Effects of CR and Hsd11b1 KO on mRNA expression of glucocorticoid target genes in BM and WAT. Male and female WT and Hsd11b1 KO mice were fed AL or a 30% CR diet as described in Fig. 2. (A–C) Tibial BM, iWAT, and gWAT were collected from 10-week-old mice at necropsy and Fkbp5, Tsc22d3, and Per1 mRNA levels were determined by qPCR. Expression of each mRNA is shown relative to levels in AL males or females after normalising to the geometric mean of the housekeeping genes Ppia, Tbp, and Actb (for BM) or Ppia, Tbp, and Hprt (for iWAT and gWAT). Box-and-whisker plots include the following numbers of mice per group: male WT AL, n = 8; male WT CR,n = 8; male KO AL,n = 5; male KO CR,n = 5; female WT AL, n = 5; female WT CR, n = 6; female KO AL,n = 8 (BM, iWAT) or 7 (gWAT); female KO CR, n = 9 (BM, iWAT) or 7 (gWAT). Within each tissue, significant effects of diet and/or KO within each sex were determined by two-way ANOVA. Overall ANOVA P values are shown beneath the graphs. Significant diet effects (within each sex and genotype) or genotype effects (within each sex and diet) were determined by Fisher’s LSD test and are indicated by *P < 0.05, **P < 0.01, or ***P < 0.001. Source data are provided as a Source Data file.

Figure 8

Effects of CR and Hsd11b1 KO on testosterone and progesterone in plasma and BM. Male and female WT and Hsd11b1 KO mice were fed AL or a 30% CR diet as described in Fig. 2. (A–D) Tail vein blood and femoral BM were collected from 10-week-old mice at necropsy.

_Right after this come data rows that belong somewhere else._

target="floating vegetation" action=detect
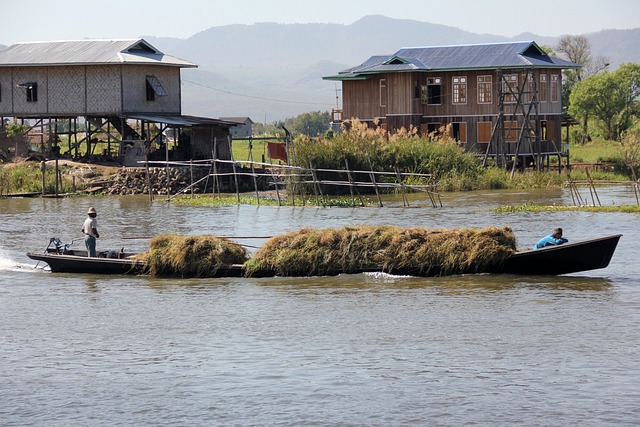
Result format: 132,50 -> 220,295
137,235 -> 248,277
173,194 -> 377,207
493,203 -> 640,213
245,226 -> 516,277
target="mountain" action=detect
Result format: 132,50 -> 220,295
145,15 -> 640,122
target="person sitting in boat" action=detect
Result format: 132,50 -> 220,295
82,207 -> 100,257
533,228 -> 569,249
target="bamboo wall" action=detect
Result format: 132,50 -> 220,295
0,65 -> 181,117
342,69 -> 562,150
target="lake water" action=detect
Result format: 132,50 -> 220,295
0,187 -> 640,426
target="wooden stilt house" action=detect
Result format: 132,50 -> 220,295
0,39 -> 236,163
324,41 -> 579,168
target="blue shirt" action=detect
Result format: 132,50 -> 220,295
533,234 -> 569,249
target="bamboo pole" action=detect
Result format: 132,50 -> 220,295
367,153 -> 383,207
227,135 -> 240,204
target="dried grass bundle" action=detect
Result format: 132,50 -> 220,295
141,235 -> 248,277
245,226 -> 516,277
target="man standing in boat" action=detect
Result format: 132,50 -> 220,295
82,207 -> 100,257
533,228 -> 569,249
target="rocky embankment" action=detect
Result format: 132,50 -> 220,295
90,168 -> 266,195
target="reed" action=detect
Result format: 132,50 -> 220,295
245,226 -> 516,277
137,235 -> 248,277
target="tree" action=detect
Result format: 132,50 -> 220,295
570,63 -> 640,141
556,35 -> 609,108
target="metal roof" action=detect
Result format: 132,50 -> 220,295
127,114 -> 238,127
324,41 -> 580,80
0,39 -> 197,68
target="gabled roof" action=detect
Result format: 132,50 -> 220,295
0,39 -> 197,68
324,41 -> 580,80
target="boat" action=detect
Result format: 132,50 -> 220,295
27,250 -> 145,274
498,234 -> 622,276
27,237 -> 244,277
27,234 -> 622,277
27,237 -> 145,274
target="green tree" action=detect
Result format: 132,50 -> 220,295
556,35 -> 609,108
569,63 -> 640,141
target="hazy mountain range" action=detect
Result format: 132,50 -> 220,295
1,15 -> 640,122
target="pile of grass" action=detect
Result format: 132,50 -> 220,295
138,235 -> 248,277
245,226 -> 516,277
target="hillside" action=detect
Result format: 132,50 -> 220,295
145,15 -> 640,122
5,15 -> 640,122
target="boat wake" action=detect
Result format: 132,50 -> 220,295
364,271 -> 413,282
0,250 -> 42,271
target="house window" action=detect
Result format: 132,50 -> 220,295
524,74 -> 534,102
453,77 -> 467,104
502,74 -> 518,102
427,123 -> 441,135
478,76 -> 493,104
551,74 -> 560,102
504,120 -> 520,142
451,122 -> 467,142
146,76 -> 167,101
422,77 -> 442,105
540,74 -> 547,102
478,122 -> 492,143
18,82 -> 38,102
380,79 -> 387,107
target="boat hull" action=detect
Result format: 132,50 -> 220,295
495,234 -> 622,275
27,252 -> 145,274
27,234 -> 622,277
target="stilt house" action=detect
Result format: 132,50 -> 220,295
0,39 -> 235,164
324,41 -> 579,168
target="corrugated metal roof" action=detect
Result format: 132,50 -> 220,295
324,41 -> 579,80
0,39 -> 197,68
127,114 -> 238,127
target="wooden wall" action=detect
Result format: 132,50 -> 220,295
0,65 -> 181,117
342,69 -> 562,150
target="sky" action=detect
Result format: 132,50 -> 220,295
0,0 -> 640,45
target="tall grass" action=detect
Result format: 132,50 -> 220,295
0,162 -> 75,194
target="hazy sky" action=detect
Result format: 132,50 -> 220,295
0,0 -> 640,45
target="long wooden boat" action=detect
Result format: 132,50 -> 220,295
27,248 -> 244,277
498,234 -> 622,275
27,234 -> 622,277
27,250 -> 145,274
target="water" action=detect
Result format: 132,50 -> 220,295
0,187 -> 640,426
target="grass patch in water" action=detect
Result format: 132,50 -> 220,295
137,235 -> 248,277
492,203 -> 640,213
173,194 -> 377,207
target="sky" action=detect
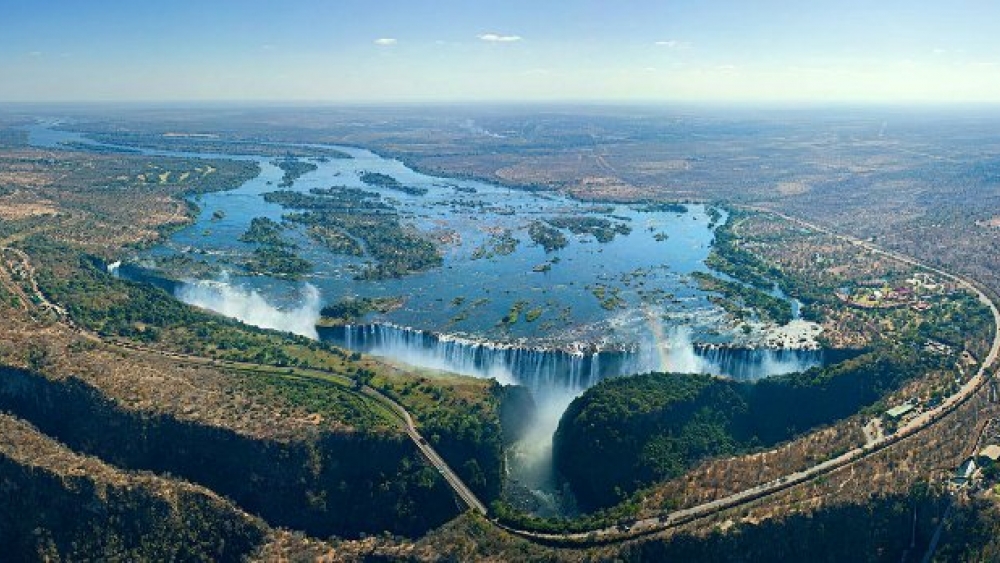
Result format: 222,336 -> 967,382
0,0 -> 1000,103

Concentrations of testosterone (A and B) and progesterone (C and D) were then measured by LC-MS/MS. Data are shown as box-and-whisker plots of the following numbers of mice per group: male WT AL, n = 8; male WT CR, n = 8; male KO AL, n = 5; male KO CR,n = 5; female WT AL, n = 5; female WT CR, n = 6; female KO AL, n = 8; female KO CR, n = 9. Statistical analyses and presentation are as described in Fig. 7. Source data are provided as a Source Data file.